Additionally, the injection was smaller than the 46 Bcf build report the week-ending July 13.
This week’s price action indicates that a few of the weaker short-sellers have been taken out of the market. For week’s investors had shrugged off weak storage numbers, but this week’s reaction was different.
I don’t expect the current rally to last very long. In my opinion, it’s just a matter of whether the major players allow prices to rally into the nearest resistance zone at $2.845 to $2.8885 before new shorts are placed. Given the current conditions, I don’t think the major short-sellers will be too interested in selling weakness.

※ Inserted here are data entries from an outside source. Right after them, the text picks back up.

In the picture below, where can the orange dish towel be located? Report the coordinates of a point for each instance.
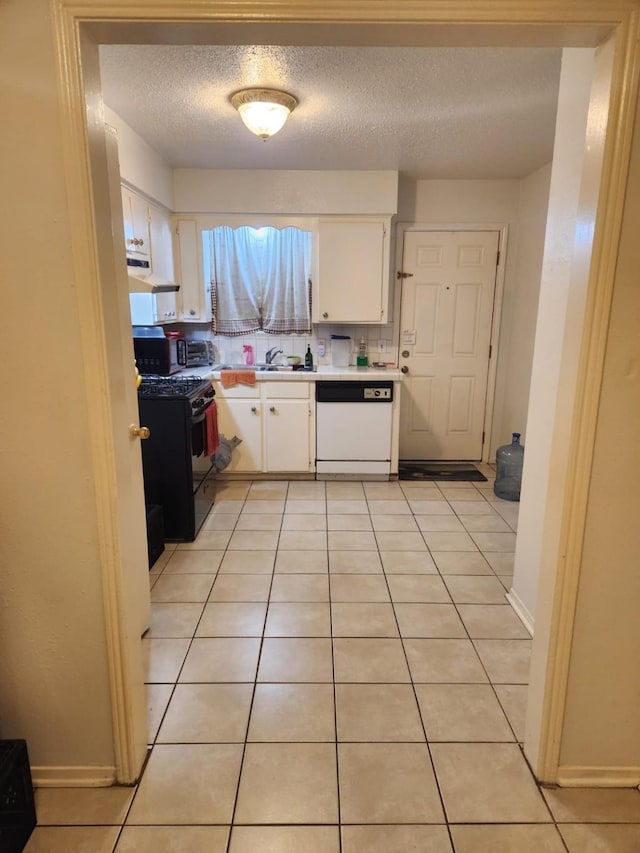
(211, 437)
(237, 377)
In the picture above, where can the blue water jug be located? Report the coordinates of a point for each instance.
(509, 459)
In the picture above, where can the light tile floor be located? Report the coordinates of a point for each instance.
(334, 667)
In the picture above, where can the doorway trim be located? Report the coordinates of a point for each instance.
(463, 22)
(498, 295)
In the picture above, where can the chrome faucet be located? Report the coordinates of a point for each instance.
(271, 354)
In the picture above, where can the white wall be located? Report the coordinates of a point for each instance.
(552, 378)
(522, 205)
(520, 309)
(140, 165)
(274, 191)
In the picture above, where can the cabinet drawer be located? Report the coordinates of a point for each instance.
(285, 390)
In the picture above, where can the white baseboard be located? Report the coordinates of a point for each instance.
(73, 777)
(521, 611)
(598, 777)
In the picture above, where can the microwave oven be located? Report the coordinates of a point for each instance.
(160, 356)
(199, 353)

Milder weather is on the horizon so I expect to see futures retest the recent lows within the first two weeks of August.
Weekly Technical Analysis
(Click to enlarge)
The main trend is down according to the swing chart. However, momentum shifted to the upside the week-ending July 20 when the market formed a closing price reversal bottom. This chart pattern was confirmed this week, setting up a potential 2 to 3 week counter-trend rally.
The short-term range is $3.018 to $2.671. If the upside momentum continues then look for the rally to extend into $2.845 to $2.885. Since the main trend is down, I expect hedgers to come in on a test of this zone. This should eventually lead to breakdown under $2.671.
The return of milder temperatures and rising production should produce the bearish conditions needed to drive prices lower ahead of the start of winter later in the year. However, if you’re looking for a good sell-zone, wait for a move into at least $2.845 over the near-term rather than chasing this market lower. Shorting weakness carries too much risk at this time of year.